翻って自分の仕事の時にはどうだろうか、ということです。

この原稿に沿ってやる予定です、とパワポ資料のノート等ご親切に下さるクライアントもいらっしゃいます。その原稿にベタ訳を付けて100%信じて読んでいると、スピーカーが一部を変更したり、途中で挿入した時に、自分の首を絞めます。でも原稿の内容を頭に入れて、こんな訳をつけようかと考えておいた上で、フリーで通訳するとうまくいったりします。それは内容を分かっているから先の予測もしやすい為だと思います。
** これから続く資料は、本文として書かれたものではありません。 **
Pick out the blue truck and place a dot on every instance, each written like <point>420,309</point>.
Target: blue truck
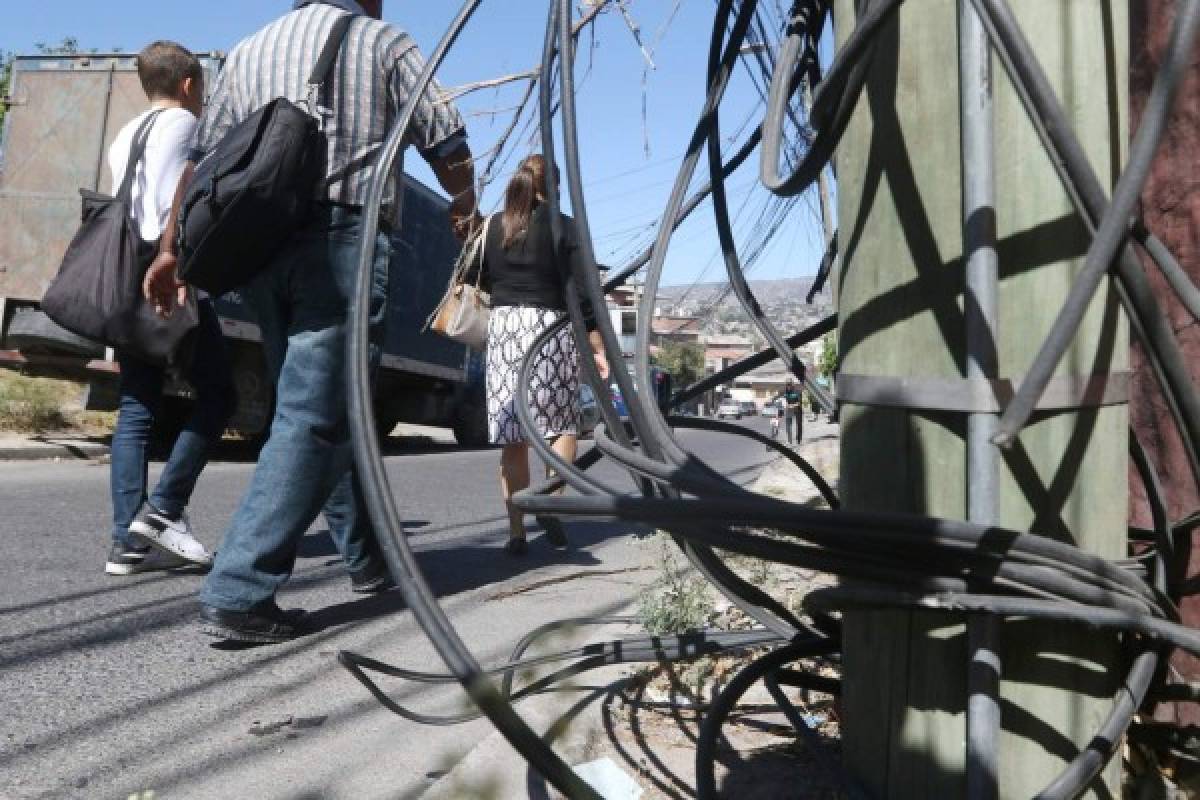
<point>63,113</point>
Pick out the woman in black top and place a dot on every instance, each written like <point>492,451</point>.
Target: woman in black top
<point>527,284</point>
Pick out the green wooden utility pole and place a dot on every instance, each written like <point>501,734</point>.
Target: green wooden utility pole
<point>904,314</point>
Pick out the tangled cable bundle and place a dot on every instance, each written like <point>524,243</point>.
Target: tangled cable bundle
<point>895,560</point>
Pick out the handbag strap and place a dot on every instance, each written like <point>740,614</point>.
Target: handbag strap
<point>483,251</point>
<point>321,71</point>
<point>137,150</point>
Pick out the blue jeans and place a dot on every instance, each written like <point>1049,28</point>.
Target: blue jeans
<point>303,302</point>
<point>141,402</point>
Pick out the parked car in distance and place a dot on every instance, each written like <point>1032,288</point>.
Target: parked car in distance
<point>729,408</point>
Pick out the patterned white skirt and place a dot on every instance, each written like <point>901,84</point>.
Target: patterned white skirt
<point>555,388</point>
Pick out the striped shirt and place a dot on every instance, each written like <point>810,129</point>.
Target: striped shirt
<point>372,79</point>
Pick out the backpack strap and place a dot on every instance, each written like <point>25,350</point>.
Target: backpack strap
<point>321,71</point>
<point>137,150</point>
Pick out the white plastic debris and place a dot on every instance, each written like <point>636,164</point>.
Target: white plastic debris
<point>609,780</point>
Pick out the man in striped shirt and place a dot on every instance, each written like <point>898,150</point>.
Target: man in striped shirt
<point>301,300</point>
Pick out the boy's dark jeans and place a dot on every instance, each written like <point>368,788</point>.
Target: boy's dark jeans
<point>141,403</point>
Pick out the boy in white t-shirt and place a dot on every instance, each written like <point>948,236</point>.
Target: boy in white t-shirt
<point>174,83</point>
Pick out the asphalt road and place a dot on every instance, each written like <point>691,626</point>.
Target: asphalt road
<point>108,690</point>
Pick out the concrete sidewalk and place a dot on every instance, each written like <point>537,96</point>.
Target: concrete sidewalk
<point>41,446</point>
<point>576,717</point>
<point>69,445</point>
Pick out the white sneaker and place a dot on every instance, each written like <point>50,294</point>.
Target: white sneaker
<point>173,536</point>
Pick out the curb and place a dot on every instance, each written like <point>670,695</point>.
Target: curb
<point>19,449</point>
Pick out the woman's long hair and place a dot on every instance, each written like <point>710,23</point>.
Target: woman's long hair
<point>521,197</point>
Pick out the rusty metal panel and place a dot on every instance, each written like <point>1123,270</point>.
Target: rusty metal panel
<point>66,113</point>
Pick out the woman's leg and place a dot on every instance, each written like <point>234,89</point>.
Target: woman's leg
<point>514,477</point>
<point>565,445</point>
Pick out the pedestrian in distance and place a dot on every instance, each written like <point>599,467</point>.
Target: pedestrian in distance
<point>303,298</point>
<point>154,531</point>
<point>527,284</point>
<point>793,415</point>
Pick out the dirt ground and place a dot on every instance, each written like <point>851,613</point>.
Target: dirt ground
<point>652,723</point>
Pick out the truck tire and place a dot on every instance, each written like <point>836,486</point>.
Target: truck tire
<point>471,426</point>
<point>387,420</point>
<point>173,415</point>
<point>33,331</point>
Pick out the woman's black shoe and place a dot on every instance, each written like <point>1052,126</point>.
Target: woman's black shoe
<point>264,625</point>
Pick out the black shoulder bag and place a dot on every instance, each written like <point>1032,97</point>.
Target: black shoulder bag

通訳者が手元の資料に目を落としてプレゼン通訳をしていたら、伝わるものが半減します。スピーチも、プレゼンテーションも、聴いている人を惹きつける内容だけでなくて、印象も含めて良し悪しを感じるわけです。

 

 

 

通訳の仕事は、一方が言っていることを、もう一方に分かってもらうこと。一方がA言語で話していることを、もう一方がAを話せたら理解したであろうレベルで、伝えること。その中には事実だけでなくて、ニュアンスや、そのスピーカーの話し方から感じる空気感も含まれます。

 

 

聞いている人の耳にとにかく情報が漏れなく入ればよし、ということではないのです。